SenhorUnk · November 17, 2022, 8:56am

I didn’t solve the initial problem but I found a workaround, which might help some other people facing the same issue:

I had my model with U-Net architecture implemented from scratch. I recently changed to the segmentation models pytorch library (GitHub - qubvel/segmentation_models.pytorch: Segmentation models with pretrained backbones. PyTorch.), which reduces model integration to just a couple of lines of code. After the change I have no problem with GPU memory anymore, even with way higher batch size.

shauray · May 1, 2023, 8:02pm

I don’t understand how memory allocation works with CUDA @ptrblck

RuntimeError: CUDA out of memory. Tried to allocate 294.00 MiB (GPU 0; 2.00 GiB total capacity; 185.23 MiB already allocated; 793.77 MiB free; 278.00 MiB reserved in total by PyTorch) If reserved memory is >> allocated memory try setting max_split_size_mb to avoid fragmentation. See documentation for Memory Management and PYTORCH_CUDA_ALLOC_CONF

Here it says that I have 793.77 MiB free and PyTorch only reserves 278 MiB. Why? and how can I change the allocation size?

Here’s my nvidia-smi this for some reason shows 805 MiB memory usage. Are there any fixes for this?

JamesSO · May 26, 2023, 12:54pm

Running a Jupyter notebook locally on my RTX2060 Super - no other workloads on the GPU.
The error I was getting was:
OutOfMemoryError: CUDA out of memory.
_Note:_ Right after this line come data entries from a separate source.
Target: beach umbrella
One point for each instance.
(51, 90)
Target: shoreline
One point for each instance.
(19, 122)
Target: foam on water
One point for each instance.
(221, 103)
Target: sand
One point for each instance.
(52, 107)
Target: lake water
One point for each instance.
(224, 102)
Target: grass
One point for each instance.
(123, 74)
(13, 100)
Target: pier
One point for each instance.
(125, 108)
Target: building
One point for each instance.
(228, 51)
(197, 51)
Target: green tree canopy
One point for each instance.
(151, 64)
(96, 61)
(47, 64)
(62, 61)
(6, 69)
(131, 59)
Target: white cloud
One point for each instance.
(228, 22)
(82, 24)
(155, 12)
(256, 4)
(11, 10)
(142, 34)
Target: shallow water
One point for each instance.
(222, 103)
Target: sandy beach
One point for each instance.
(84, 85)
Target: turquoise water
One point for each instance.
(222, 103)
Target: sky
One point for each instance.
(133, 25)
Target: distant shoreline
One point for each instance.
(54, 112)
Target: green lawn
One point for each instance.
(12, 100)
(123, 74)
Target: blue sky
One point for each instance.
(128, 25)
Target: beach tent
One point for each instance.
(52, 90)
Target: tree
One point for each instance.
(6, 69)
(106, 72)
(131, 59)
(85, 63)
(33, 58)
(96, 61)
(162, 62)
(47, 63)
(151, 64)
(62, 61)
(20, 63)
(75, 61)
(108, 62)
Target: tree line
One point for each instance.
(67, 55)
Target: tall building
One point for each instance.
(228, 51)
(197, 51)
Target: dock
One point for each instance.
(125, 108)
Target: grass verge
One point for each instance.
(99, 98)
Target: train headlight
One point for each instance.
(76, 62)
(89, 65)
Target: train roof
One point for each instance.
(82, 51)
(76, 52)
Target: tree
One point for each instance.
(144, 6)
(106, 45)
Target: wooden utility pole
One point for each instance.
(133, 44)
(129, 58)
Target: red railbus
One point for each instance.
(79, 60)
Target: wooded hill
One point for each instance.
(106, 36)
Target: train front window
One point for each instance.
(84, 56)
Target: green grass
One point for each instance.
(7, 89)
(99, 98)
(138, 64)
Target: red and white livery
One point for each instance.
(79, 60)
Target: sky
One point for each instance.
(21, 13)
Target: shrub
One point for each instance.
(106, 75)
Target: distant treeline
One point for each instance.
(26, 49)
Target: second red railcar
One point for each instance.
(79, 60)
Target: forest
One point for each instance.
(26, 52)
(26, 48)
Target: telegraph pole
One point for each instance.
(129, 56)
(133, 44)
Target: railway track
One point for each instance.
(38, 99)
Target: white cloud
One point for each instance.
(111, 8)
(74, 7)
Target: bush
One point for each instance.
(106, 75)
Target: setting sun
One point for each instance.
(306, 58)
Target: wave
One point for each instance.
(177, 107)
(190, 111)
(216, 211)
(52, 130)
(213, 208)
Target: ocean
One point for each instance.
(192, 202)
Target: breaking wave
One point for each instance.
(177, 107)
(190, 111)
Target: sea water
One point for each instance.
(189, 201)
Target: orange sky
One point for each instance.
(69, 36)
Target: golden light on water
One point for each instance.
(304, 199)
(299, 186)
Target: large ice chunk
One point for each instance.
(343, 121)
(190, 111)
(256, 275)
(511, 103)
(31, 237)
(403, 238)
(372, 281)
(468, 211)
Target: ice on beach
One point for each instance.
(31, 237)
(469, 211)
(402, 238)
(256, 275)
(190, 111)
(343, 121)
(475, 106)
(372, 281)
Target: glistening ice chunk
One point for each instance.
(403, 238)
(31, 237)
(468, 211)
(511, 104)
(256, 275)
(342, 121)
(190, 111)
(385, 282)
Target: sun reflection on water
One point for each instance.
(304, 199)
Tried to allocate 734.00 MiB (GPU 0; 7.79 GiB total capacity; 5.20 GiB already allocated; 139.94 MiB free; 6.78 GiB reserved in total by PyTorch) If reserved memory is >> allocated memory try setting max_split_size_mb to avoid fragmentation. See documentation for Memory Management and PYTORCH_CUDA_ALLOC_CONF

I found I could avoid the error by prefixing my code with

import os
os.environ["PYTORCH_CUDA_ALLOC_CONF"] = "max_split_size_mb:734"

But of course, this isn’t much of a solution, since I only knew to set to 734 after getting the error. There was a warning that setting this max_split_size_mb might degrade performance, so I did some experiements.

Setting to any amount over 734M (my specific alloc request size - ymmv) drew the OOM error. Setting the value to any amount below that amount, avoided the error. So I tried 733M, 512M, 256M, 64M and 32M - each resulted in avoidance of OOM and a reduction in overall train time.

I’ve been looking through the docs to find insights on how PyTorch CUDA memory alloc works but I don’t quite have a handle on it yet - it seems that PyTorch gets a memory allocation from the GPU that it manages (which is how it can run out of memory when there’s lots on the GPU), but I’m not sure how best to ‘help’ it when it runs into trouble like this.

alelom · March 15, 2024, 2:35pm

Anyone found an actual solution to this issue?